Marie-Laure and I exchanged business cards and only then did it occur to me, Deauville is a single-issue conference. The women come here to talk about themselves. That’s what we were doing – it had become extinct in Britain. We were being feminists. “How can you be a woman,” asked Amélie D’Oultremont, a cashmere-swaddled general manager from Belgium, “and not be a feminist?”
I found De Thuin exhausted in a press booth; she had managed to collapse there without appearing less steely or more rumpled. “I feel something is being set in motion,” said De Thuin. “There is a new movement of feminists. Women want to talk about their experiences, share other experiences. This is not about power. I think women are in the process of finding a new voice.”
A study published by the World Economic Forum ranks Britain as the 11th most “gender-equal” country in the world. This, compared to the United States at 31 and France at 51. “In France we have the crèche system,” said De Thiessen. “You are very behind in England, I think.”
When, later, Stéphanie Ferran, a Parisienne management consultant with Bain & Company, asked me where I lived (“London”) she touched my arm in sympathy – “London is a very difficult place for a woman to work,” she said. “I’ve seen what it’s like in the City when my boyfriend worked there for two years. Who are these girls who hang around in the nightclubs? It is difficult to know whether they are models or… [she lowered her eyes in a manner that suggested the unsayable word was “prostitutes”]. There’s no pressure for men to settle down like there is in Paris.”

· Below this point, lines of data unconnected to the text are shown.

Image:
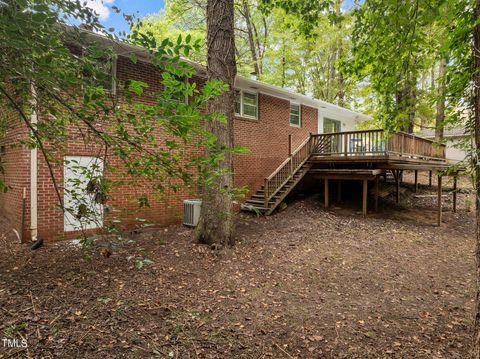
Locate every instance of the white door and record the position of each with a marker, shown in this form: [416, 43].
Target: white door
[81, 175]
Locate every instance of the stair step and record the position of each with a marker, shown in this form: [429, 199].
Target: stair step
[256, 202]
[249, 208]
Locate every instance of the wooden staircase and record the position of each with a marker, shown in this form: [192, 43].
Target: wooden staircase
[282, 181]
[358, 146]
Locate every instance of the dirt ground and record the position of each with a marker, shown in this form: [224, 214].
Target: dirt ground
[303, 283]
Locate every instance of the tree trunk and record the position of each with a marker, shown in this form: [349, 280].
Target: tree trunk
[216, 225]
[251, 40]
[412, 109]
[340, 78]
[440, 115]
[476, 80]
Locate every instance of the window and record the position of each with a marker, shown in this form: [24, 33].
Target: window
[295, 115]
[238, 102]
[246, 104]
[102, 73]
[181, 90]
[330, 126]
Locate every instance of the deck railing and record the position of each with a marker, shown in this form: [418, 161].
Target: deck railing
[284, 172]
[376, 142]
[351, 144]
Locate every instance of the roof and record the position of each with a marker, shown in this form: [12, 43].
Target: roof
[126, 49]
[458, 131]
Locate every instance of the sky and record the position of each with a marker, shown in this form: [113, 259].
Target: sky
[110, 18]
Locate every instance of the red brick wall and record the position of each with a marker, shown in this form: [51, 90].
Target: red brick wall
[266, 137]
[16, 164]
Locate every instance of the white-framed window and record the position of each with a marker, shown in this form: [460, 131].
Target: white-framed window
[246, 104]
[295, 115]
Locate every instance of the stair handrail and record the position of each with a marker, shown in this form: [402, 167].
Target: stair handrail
[271, 188]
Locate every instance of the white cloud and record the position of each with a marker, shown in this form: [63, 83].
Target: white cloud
[100, 7]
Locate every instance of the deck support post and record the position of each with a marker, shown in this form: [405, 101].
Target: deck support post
[439, 201]
[339, 191]
[364, 197]
[289, 145]
[326, 193]
[396, 176]
[416, 181]
[454, 194]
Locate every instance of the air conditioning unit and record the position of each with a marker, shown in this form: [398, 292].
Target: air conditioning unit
[191, 212]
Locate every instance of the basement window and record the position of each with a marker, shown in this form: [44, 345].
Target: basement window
[102, 73]
[181, 92]
[295, 115]
[246, 104]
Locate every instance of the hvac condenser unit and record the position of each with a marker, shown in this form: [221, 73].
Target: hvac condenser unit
[191, 212]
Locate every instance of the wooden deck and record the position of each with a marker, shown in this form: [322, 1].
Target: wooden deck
[348, 155]
[375, 146]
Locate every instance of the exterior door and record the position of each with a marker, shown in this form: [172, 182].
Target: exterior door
[81, 176]
[331, 126]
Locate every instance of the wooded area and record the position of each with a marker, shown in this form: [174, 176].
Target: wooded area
[411, 66]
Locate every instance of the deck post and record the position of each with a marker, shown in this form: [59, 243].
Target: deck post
[364, 197]
[265, 192]
[454, 194]
[396, 176]
[326, 193]
[289, 145]
[339, 191]
[416, 181]
[439, 201]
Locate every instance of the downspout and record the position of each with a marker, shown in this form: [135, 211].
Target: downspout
[33, 171]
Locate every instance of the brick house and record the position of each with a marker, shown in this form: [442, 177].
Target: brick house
[266, 116]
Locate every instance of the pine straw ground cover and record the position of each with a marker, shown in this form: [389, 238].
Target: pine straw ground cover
[304, 283]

As I said, in Deauville I met high-flying Italian lawyers, axe-wielding French entrepreneurs, uncontradictable Romanian marketing gurus, ball-breaking Chinese managing directors and pioneering American vice presidents. I met Spaniards and Russians and Belgians and Swedes. A handful of Latin-Americans, even. In the film version most of them could have been played by Michelle Pfeiffer or Gong Li.

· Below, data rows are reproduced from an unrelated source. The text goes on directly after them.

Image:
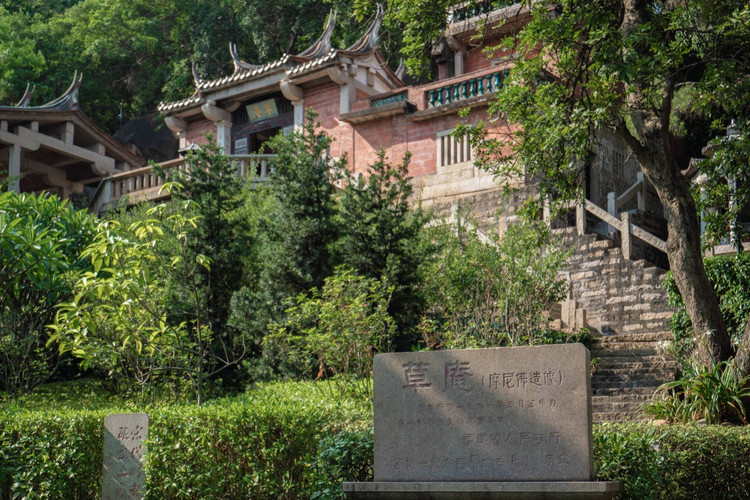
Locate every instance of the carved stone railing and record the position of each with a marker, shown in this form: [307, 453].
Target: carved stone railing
[144, 185]
[466, 89]
[623, 224]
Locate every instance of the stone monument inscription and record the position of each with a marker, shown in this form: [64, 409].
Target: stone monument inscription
[124, 434]
[506, 414]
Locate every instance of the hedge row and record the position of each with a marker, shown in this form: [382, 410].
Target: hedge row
[289, 441]
[264, 445]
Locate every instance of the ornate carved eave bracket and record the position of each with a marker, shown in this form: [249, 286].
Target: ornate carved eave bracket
[369, 40]
[239, 64]
[322, 45]
[27, 95]
[69, 100]
[215, 113]
[291, 91]
[401, 70]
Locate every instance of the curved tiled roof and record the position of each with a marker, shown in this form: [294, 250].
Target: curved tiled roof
[66, 102]
[302, 68]
[311, 59]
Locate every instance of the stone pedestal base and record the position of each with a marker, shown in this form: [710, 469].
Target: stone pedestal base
[516, 490]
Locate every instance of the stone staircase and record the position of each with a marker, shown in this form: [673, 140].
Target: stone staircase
[625, 307]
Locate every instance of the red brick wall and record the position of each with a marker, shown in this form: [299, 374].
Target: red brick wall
[196, 131]
[324, 100]
[399, 134]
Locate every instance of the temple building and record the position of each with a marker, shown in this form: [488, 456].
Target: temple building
[55, 147]
[616, 234]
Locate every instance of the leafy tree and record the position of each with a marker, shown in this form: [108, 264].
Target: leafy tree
[41, 245]
[382, 237]
[304, 225]
[490, 292]
[296, 230]
[657, 74]
[338, 328]
[222, 233]
[22, 61]
[120, 316]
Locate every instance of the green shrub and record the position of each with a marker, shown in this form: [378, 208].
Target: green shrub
[345, 456]
[263, 445]
[730, 277]
[51, 454]
[289, 441]
[674, 462]
[489, 291]
[713, 393]
[338, 328]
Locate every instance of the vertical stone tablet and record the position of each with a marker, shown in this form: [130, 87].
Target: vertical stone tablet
[505, 414]
[124, 434]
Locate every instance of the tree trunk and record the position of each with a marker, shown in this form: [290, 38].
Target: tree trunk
[742, 358]
[684, 249]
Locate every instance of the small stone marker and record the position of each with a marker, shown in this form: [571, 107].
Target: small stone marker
[124, 434]
[512, 422]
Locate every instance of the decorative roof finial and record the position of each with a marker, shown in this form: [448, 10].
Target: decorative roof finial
[322, 45]
[69, 100]
[239, 64]
[401, 70]
[369, 40]
[196, 76]
[26, 98]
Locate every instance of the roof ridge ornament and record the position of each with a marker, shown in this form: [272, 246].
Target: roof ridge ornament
[322, 46]
[26, 98]
[239, 64]
[69, 100]
[369, 40]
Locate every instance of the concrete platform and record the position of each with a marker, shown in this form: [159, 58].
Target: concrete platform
[517, 490]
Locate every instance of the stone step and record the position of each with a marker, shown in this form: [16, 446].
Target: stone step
[623, 391]
[630, 359]
[634, 364]
[624, 398]
[634, 337]
[651, 385]
[657, 378]
[627, 350]
[640, 368]
[605, 407]
[626, 416]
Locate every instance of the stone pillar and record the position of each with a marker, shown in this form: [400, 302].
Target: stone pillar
[459, 53]
[299, 114]
[178, 126]
[223, 120]
[296, 95]
[14, 168]
[224, 135]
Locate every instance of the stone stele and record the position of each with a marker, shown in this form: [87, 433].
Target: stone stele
[124, 434]
[505, 414]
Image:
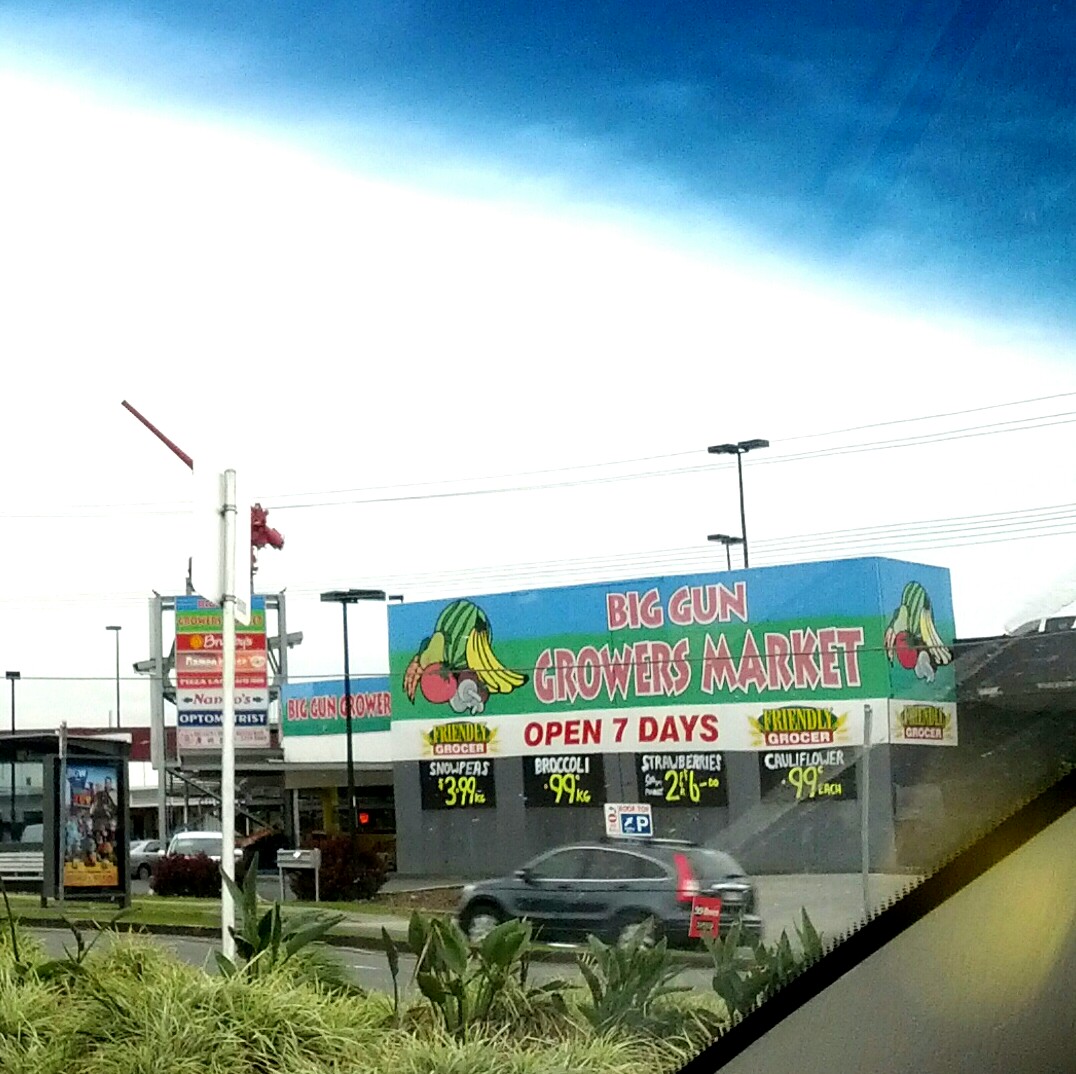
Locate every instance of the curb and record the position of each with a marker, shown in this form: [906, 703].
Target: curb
[366, 941]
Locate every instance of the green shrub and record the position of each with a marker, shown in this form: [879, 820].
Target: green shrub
[745, 983]
[266, 941]
[469, 986]
[345, 876]
[626, 979]
[196, 876]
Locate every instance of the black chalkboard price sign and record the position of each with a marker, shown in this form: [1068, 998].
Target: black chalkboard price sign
[825, 775]
[457, 785]
[564, 780]
[685, 780]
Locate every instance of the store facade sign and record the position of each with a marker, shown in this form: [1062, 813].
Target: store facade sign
[320, 707]
[773, 658]
[918, 723]
[199, 676]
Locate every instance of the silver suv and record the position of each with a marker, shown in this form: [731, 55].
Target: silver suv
[609, 888]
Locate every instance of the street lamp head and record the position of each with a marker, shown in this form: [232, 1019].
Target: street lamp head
[737, 449]
[352, 596]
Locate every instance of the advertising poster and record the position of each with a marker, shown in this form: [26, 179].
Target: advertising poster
[91, 841]
[199, 676]
[769, 659]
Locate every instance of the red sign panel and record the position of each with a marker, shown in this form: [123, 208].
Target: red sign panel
[705, 917]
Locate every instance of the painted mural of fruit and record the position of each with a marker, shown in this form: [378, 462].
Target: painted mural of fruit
[906, 653]
[437, 683]
[911, 638]
[461, 649]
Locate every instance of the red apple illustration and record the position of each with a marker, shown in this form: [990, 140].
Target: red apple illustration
[438, 686]
[906, 652]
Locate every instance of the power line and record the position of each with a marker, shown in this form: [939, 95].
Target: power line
[923, 440]
[1021, 424]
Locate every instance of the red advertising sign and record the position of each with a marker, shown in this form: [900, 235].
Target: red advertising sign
[705, 917]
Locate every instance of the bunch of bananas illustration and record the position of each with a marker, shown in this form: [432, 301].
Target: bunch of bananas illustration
[911, 636]
[456, 663]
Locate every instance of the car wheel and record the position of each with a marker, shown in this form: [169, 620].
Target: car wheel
[636, 928]
[479, 921]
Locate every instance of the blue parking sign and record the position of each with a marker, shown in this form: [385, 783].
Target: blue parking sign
[637, 823]
[628, 819]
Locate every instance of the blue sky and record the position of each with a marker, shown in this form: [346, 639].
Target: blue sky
[924, 144]
[464, 292]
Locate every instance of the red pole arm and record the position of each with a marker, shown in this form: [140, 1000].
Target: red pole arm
[160, 436]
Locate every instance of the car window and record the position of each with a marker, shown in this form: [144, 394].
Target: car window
[713, 864]
[562, 865]
[623, 865]
[190, 847]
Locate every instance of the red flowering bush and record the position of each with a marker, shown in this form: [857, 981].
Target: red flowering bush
[344, 877]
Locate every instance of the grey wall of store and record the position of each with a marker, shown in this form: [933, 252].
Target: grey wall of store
[972, 988]
[766, 837]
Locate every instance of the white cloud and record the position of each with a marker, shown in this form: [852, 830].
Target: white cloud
[324, 329]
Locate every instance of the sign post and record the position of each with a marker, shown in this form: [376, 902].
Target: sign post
[64, 813]
[214, 575]
[228, 716]
[865, 811]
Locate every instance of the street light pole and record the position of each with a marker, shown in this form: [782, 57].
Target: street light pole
[116, 630]
[727, 541]
[739, 450]
[12, 676]
[343, 597]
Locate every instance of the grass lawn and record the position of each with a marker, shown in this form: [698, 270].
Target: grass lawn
[157, 910]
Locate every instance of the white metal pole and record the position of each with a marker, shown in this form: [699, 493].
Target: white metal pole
[865, 814]
[228, 717]
[64, 813]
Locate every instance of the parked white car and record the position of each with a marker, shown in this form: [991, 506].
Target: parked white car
[192, 844]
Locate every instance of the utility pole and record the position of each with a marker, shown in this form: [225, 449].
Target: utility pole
[116, 631]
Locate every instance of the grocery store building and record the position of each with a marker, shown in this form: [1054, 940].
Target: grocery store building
[752, 709]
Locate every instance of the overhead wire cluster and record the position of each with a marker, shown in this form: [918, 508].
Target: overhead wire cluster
[1051, 520]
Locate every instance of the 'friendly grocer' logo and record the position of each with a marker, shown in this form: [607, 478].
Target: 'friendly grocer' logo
[924, 722]
[796, 725]
[458, 738]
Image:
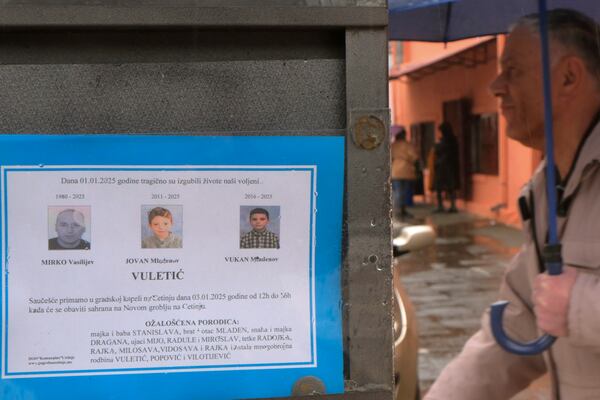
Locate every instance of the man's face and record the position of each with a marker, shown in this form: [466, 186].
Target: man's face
[70, 227]
[259, 221]
[161, 226]
[519, 88]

And then I met Brits. Just a handful. But I could have seen that they were Brits from an aeroplane. The British women looked exhausted and neutered; mentally we were still stuck because of signal failures in the bowels of the Northern Line somewhere between Moorgate and Bank. Imelda Staunton would have played us beautifully in the biopic. Our hair was like straw, our bodies unexercised, our faces lacked sufficient nuance and coverage. Perhaps none of this matters. There is an argument that such ascetism is a symbol in itself of the egalitarian work-place. But, Deauville taught me, there are places on this earth in which babies, Christian Louboutin shoes and stratospheric career paths co-exist.